Junto a esta central estaba el reactor Vandellós I, que sufrió el accidente más grave hasta la fecha, clasificado como tipo 3 en una escala de 7. Un incendio en la zona de turbinas en 1989 que provocó su cierre. Las consecuencias, si la cosa hubiera pasado a mayores, hubieran sido terribles, pues se trata de una instalación próxima a las ciudades de Reus y Tarragona. Medio millón de personas viven en un radio de 50kms de la central. En la actualidad está en desmantelamiento y se ha hecho cargo Enresa.
A propósito de Enresa, empresa pública encargada de gestionar la basura radiactiva, aclarar que es más de lo mismo en torno a las nucleares: los verdaderos problemas los gestiona el Estado y es el dinero público el que cubre cualquier eventual daño catastrófico.
Mucho menos conocido es el vertido de 700 litros de materia líquida radiactiva al Manzanares, en la Junta de Energía Nuclear de Madrid, en pleno Franquismo, en 1970. Un accidente totalmente silenciado y por el que se dispersaron en la naturaleza y los cultivos a orillas del Tajo y Jarama.
Aún hoy en las instalaciones del Ciemat, donde se ubicaba el JEN, hay reiteradas denuncias por el enterramiento que se hizo de sustancias radiadas sobre las que simplemente se echó tierra y se plantaron pinos o se construyeron hasta pistas deportivas.
Volviendo a las centrales, preocupantes han sido durante años las grietas que presenta la cubierta del reactor de Garoña. Ahora que se habla de reabrir esta vetusta instalación no estaría de más recordar el apelativo que le dieron los grupos ecologistas: la central de las mil y una grietas. Un problema que empezó en 1982 y que hasta su cierre persistió sin solucionarse.

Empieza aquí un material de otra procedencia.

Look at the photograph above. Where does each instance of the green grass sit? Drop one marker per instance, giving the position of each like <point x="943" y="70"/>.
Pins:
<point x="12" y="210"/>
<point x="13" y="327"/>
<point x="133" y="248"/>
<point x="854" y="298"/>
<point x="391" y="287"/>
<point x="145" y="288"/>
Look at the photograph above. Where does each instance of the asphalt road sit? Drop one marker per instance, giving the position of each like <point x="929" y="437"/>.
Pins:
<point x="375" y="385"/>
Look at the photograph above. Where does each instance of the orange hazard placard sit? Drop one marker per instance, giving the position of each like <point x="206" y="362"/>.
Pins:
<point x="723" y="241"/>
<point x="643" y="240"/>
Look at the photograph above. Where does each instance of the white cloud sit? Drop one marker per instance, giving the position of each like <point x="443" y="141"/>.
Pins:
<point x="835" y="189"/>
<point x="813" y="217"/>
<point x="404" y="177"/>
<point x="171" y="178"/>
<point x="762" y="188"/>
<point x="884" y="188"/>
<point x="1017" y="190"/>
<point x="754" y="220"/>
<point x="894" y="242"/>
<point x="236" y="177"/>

Aunque problemas más preocupantes se han detectado en fecha tan reciente como 2016, cuando la central de Almaraz (Cáceres) reconocía que no había suficientes garantías de que las bombas de agua que evitarían un accidente funcionaran correctamente. Nada tranquilizador leer el informe cuando reconoce que llevaban 19 años sin realizar las pertinentes inspecciones periódicas.
De acuerdo, es improbable que se produzca un accidente grave, por encima de 4, con pérdida de vidas humanas y contaminación severa y no reversible a largo plazo. Pero oportunidades ha habido y un simple salpicón de agua contaminada puede liberar partículas radiadas que viajen decenas de kilómetros, como se demostró en el accidente de Ascó que nos ha servido de ejemplo.
Un error humano, una tubería corroída, grietas en la cúpula que contiene la radiación, deficientes inspecciones de las zonas sensibles, un incendio, residuos enterrados como si fueran simple basura. Todos estos casos han sucedido ya. No ha pasado nada especialmente grave o no ha trascendido.
La nuclear sigue aquí y el control de la misma depende de instituciones que a menudo son parte interesada.
Quedaría tratar a fondo la gestión de los residuos nucleares, pero esa será otra historia y no menos inquietante.